In Movies & TV by Lee Gardnerleave a COMMENT

Lost River (Warner Home Video streaming, Blu-ray, and DVD ) is the kind of movie where a flaming bicycle rolls through a scene for no reason. It’s the kind of movie that features a girl named Rat who has a rat named Nick. It’s the kind of movie where a bank manager casually quotes Ol’ Dirty Bastard when discussing foreclosure. It is the kind of movie where the TV only shows kooky old TV shows. It is the kind of movie that never saw a lens filter or color process it didn’t like. It is, in short, go-for-broke ridiculous, and not in an entertaining way. It is also the writing and directing debut of one Ryan Thomas Gosling, and more likely to kill lady boners for the heartthrob actor than 30 pounds of cookie dough around his middle.

In a magical-realist ruin-porn wilderness that resembles the worst of Detroit (where the movie was shot), Billy (Christina Hendricks) lives in her tumble-down wooden-frame castle with her two sons, the oldest of whom, played by Iain de Caestecker, rips copper pipe out of old buildings for a meager living. But the bank—in the person of Ben Mendelsohn’s sinister loan officer—wants their hovel. And a neighborhood baddie, played by a nearly unrecognizable Matt “Doctor Who” Smith, wants all the copper for himself. Complications ensue, including a hoarder-style Miss Havisham-alike, a nightclub devoted to gory Grand Guignol skits, and a sunken city at the end of a lost highway.

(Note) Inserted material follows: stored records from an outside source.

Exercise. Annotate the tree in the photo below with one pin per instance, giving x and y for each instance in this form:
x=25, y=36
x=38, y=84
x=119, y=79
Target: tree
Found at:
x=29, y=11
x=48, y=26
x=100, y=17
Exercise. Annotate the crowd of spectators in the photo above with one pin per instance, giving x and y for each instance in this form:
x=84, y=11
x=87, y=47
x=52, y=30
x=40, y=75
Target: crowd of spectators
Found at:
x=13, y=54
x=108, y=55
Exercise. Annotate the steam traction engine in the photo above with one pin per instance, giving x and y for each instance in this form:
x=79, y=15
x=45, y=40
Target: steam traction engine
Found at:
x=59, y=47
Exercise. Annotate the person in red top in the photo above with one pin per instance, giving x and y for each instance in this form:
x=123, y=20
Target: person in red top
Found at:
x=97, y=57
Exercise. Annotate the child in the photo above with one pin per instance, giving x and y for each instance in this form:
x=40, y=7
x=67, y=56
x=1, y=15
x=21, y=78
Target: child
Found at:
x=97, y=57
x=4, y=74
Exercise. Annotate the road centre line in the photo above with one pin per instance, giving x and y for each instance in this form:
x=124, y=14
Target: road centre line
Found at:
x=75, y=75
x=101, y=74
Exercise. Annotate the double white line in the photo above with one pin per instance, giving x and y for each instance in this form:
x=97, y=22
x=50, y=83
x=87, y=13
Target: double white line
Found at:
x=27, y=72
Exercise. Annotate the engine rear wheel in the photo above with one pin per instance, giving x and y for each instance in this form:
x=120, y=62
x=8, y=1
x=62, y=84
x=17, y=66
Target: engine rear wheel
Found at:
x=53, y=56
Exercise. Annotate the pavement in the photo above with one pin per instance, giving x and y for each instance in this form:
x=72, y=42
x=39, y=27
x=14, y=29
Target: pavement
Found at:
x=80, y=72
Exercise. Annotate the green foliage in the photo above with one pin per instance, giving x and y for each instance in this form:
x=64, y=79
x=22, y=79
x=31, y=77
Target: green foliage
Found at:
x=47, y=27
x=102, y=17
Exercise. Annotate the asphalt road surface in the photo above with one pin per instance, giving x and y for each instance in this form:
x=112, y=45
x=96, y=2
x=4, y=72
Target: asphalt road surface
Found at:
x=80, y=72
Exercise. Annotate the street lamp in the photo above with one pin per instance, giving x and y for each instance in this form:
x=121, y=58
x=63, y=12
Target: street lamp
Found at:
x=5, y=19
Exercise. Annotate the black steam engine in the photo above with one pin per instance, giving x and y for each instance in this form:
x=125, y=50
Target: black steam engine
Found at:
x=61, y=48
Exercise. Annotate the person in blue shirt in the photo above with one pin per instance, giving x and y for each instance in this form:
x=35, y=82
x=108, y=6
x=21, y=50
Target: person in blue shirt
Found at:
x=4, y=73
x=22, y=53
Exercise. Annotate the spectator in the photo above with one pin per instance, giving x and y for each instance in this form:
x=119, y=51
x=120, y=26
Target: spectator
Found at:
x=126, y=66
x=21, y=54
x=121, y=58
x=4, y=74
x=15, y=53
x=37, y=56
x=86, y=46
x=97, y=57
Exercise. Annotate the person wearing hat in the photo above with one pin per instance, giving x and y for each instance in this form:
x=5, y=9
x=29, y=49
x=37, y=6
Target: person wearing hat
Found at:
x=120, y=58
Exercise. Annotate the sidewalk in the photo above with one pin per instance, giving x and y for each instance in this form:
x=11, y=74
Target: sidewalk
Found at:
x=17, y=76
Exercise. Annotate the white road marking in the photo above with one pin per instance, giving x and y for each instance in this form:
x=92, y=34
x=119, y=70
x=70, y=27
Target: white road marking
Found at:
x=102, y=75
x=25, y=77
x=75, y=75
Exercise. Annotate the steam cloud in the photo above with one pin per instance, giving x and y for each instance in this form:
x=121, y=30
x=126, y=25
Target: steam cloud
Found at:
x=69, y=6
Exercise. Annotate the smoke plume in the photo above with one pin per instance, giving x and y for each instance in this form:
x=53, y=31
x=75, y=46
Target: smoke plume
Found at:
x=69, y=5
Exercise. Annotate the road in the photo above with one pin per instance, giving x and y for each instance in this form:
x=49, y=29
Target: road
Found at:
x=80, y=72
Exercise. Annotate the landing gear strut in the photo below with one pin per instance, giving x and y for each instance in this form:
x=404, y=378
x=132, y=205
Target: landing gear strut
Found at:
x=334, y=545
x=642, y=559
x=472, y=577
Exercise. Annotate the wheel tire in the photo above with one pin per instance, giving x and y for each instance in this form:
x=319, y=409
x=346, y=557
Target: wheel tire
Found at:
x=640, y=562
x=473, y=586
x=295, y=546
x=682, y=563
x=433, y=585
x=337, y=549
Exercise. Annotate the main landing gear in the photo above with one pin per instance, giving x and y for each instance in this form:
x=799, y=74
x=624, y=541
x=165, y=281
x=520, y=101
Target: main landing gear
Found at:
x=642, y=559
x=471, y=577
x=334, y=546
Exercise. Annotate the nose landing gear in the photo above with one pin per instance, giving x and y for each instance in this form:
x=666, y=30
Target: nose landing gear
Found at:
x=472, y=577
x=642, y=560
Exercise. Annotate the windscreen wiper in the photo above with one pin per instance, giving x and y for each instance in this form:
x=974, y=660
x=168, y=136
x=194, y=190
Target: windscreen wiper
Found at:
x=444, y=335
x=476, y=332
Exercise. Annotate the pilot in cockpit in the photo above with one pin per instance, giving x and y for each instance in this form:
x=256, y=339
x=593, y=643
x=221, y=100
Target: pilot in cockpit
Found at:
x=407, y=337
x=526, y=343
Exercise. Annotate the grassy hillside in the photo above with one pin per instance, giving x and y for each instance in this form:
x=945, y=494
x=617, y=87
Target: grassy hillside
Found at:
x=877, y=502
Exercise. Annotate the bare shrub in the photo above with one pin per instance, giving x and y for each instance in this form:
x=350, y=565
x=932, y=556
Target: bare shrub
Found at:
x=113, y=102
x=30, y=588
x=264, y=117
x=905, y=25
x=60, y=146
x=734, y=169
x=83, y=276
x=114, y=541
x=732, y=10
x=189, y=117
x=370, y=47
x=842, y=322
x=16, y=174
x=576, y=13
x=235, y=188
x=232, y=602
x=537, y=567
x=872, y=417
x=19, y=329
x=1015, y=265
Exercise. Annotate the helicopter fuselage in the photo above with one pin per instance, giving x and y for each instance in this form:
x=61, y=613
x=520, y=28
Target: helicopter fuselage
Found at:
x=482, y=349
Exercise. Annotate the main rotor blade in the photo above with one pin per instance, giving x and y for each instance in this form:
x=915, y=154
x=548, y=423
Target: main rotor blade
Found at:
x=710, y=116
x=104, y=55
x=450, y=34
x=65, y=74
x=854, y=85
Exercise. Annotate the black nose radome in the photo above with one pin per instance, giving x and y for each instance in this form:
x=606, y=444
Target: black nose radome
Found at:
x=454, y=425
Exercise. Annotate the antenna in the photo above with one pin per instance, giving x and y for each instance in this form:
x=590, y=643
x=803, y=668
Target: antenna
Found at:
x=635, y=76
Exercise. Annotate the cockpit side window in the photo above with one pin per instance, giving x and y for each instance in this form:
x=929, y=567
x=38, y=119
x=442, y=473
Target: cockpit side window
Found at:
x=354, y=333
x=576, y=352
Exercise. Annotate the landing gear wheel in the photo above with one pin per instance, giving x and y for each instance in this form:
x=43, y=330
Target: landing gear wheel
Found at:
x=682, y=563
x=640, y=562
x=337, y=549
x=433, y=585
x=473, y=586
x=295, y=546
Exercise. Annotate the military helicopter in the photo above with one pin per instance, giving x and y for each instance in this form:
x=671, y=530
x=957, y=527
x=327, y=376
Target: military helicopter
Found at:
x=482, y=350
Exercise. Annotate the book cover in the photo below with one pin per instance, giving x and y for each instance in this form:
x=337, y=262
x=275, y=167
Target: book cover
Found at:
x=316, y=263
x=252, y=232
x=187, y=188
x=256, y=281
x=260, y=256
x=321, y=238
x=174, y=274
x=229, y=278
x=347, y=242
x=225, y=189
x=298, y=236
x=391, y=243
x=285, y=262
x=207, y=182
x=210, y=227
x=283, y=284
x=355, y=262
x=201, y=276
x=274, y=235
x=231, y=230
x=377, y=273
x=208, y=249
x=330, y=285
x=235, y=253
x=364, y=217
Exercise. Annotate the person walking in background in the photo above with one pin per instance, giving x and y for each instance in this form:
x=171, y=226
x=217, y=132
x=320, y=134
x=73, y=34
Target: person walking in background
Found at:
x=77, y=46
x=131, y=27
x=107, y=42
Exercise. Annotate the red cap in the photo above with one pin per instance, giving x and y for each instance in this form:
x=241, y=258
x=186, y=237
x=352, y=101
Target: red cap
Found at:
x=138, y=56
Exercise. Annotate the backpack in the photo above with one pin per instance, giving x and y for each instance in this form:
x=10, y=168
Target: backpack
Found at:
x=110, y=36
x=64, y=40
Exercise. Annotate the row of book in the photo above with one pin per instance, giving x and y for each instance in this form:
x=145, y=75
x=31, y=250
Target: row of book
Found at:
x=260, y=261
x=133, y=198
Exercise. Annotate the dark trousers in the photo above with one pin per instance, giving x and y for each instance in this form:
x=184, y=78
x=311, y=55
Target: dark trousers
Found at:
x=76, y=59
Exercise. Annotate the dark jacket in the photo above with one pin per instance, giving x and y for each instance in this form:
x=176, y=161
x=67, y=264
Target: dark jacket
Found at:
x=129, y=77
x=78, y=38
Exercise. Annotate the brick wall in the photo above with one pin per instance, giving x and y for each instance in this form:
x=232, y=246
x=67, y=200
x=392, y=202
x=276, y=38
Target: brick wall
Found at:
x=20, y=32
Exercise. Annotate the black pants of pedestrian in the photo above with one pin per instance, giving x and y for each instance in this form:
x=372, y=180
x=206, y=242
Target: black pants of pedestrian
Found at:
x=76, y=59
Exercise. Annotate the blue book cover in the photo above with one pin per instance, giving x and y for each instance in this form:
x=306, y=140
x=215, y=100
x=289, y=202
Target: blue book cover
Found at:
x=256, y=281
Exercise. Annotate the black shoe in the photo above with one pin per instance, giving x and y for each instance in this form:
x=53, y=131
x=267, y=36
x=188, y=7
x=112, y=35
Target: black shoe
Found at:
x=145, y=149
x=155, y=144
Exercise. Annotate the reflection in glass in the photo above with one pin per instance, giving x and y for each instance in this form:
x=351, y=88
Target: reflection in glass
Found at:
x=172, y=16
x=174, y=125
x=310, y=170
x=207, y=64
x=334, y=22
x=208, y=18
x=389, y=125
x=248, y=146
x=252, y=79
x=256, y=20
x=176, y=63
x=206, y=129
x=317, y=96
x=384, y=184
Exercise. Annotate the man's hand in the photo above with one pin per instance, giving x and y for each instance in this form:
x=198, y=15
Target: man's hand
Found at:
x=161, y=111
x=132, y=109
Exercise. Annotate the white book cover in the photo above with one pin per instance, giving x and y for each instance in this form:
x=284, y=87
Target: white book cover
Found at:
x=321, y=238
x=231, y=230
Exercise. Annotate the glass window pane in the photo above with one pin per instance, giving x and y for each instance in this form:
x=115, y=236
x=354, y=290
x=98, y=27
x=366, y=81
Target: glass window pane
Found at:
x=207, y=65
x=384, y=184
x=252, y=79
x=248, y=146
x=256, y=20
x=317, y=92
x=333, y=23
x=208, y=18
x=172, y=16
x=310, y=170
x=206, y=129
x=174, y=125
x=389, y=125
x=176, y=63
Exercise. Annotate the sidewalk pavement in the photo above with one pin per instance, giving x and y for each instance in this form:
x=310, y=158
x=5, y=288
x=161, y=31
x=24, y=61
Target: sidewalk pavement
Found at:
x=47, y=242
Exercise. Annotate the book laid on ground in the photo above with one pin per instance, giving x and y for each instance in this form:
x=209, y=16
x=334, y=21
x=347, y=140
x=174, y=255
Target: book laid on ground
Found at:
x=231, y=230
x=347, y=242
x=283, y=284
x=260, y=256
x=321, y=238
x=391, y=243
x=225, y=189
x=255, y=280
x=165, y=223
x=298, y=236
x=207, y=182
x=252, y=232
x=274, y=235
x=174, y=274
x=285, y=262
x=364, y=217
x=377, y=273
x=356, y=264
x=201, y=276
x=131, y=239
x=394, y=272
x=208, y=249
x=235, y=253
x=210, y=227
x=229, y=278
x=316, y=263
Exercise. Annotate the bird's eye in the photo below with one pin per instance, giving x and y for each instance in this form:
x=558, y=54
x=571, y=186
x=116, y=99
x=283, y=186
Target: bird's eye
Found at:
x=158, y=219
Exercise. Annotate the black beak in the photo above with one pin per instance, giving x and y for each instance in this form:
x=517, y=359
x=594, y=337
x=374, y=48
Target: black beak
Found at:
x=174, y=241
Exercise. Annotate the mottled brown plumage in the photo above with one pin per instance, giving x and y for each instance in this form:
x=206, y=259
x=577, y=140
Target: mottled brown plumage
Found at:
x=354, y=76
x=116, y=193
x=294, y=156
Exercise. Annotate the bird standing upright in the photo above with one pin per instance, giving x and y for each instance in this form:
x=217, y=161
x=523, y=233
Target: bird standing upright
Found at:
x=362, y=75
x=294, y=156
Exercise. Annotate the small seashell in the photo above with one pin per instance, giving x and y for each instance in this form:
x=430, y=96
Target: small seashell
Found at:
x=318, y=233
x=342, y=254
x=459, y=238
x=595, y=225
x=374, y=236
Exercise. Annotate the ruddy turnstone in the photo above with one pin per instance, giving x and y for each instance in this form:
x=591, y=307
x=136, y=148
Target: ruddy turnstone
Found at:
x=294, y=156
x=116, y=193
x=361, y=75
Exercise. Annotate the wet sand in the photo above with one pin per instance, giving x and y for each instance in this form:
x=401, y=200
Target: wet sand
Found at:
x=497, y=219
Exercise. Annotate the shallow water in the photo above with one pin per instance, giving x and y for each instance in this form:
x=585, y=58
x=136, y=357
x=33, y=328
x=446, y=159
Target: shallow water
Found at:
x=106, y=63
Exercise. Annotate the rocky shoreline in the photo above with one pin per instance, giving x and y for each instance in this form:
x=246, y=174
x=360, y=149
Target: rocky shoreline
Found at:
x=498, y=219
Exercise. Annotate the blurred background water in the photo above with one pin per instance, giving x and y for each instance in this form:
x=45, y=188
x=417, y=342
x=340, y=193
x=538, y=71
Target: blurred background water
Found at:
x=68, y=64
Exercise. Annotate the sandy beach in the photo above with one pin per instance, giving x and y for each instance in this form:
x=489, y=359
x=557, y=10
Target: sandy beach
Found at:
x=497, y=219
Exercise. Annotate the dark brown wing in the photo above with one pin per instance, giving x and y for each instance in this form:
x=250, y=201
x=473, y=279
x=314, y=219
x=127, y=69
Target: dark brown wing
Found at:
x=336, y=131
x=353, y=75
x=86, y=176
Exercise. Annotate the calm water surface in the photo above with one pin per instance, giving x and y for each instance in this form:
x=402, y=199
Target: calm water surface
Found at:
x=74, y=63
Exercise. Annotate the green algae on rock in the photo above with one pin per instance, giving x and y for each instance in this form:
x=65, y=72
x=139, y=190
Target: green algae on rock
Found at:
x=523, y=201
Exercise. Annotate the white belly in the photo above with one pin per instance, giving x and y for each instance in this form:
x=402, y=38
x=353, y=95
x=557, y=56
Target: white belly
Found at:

Lost River isn’t without its diverting or effective bits. The increasingly indispensable Mendelsohn, for one, wrests something like a cohesive performance from all the folderol, and the gruesome nightclub acts surprise anew every time. But Gosling’s cliché-ridden fable isn’t as clever as he clearly it thinks it is, and his directing style, such as it is, brings to mind an undigested stew of Terrence Malick aspiration and David Lynch lite, with perhaps a touch of recent Gosling collaborator Nicolas Winding Refn.
It’s not a total artistic disaster, just irredeemably silly and juvenile. Making fun of it seems no more sporting than making fun of some middle-schooler’s creative-writing manuscript. Except this is a grown man who’s worked in Hollywood since he was barely pubescent. Just baffling.